二階層構造CUEBUS 75Lモデル(両社提供)
同拠点はEC市場の拡大に伴い多品種・小口配送への対応が課題となっており、仕分け作業の工程削減による業務効率化を迫られていた。
同センターはプロ野球・東北楽天ゴールデンイーグルスのEC向け商品を取り扱っていることもあり、シーズン中の注文増加にも柔軟かつ迅速に対応することを求められている。
そうした状況を踏まえ、両社はリニアモータで高速・高精度に稼働し、保管効率と作業効率を両立する「CUEBUS 75Lモデル」の導入検証に踏み切った。

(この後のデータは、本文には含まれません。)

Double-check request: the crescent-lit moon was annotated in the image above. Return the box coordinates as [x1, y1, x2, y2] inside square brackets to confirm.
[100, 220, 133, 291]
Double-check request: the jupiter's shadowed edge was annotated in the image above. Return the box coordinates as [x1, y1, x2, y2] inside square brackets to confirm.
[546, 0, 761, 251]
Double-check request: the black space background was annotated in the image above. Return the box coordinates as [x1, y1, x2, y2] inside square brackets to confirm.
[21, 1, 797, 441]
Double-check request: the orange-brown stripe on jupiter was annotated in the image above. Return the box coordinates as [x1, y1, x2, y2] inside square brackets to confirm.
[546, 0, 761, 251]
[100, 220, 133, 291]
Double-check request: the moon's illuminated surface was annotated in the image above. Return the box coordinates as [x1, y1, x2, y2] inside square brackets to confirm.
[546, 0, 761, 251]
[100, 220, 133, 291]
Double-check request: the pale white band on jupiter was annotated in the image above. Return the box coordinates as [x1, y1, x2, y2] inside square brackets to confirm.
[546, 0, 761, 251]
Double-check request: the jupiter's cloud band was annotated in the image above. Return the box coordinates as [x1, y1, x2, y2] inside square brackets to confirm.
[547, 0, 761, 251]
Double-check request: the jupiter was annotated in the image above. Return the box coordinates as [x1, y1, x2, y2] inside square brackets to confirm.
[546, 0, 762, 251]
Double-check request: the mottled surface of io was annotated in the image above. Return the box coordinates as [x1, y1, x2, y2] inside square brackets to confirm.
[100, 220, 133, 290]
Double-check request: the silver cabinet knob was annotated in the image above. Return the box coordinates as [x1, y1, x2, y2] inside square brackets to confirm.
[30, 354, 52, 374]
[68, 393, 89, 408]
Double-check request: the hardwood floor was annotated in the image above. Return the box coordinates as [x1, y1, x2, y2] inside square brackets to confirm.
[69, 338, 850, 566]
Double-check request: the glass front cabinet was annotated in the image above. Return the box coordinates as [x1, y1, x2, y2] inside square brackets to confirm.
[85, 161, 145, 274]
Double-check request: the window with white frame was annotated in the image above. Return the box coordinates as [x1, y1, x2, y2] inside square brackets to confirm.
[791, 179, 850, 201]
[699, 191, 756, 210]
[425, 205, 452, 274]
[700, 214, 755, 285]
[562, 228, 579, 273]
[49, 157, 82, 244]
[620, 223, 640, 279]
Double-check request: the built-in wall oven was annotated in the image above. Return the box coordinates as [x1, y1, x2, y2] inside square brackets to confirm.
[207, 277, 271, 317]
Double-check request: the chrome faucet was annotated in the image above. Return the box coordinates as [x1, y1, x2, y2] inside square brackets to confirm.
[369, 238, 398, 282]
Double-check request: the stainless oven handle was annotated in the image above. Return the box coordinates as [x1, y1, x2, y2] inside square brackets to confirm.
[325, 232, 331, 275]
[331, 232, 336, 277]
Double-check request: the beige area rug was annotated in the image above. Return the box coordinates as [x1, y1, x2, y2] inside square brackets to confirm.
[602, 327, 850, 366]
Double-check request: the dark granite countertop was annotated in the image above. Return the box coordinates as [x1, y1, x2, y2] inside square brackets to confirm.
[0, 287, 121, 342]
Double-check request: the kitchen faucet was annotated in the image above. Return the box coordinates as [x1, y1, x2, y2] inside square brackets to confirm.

NXHDが展開しているDX支援プロジェクトの一環として採用した。今後は日通以外にも日通NECロジスティクス、NX・NPロジスティクスなどNXグループを横断した導入につなげていきたい考え。
今回実証実験を行うシステムは、リニアモータ式ロボット倉庫として多階層(二階層)構造を実現。上方空間を最大限に活用し、従来以上のスペース効率を確保しながら、全ての保管物を即座に移動させ、高い収納率と取り出し効率を同時に実現できると見込む。
従来モデルと同様にモジュール構造も取り入れており、保管容量や作業動線の変更にも柔軟に対応できるよう配慮している。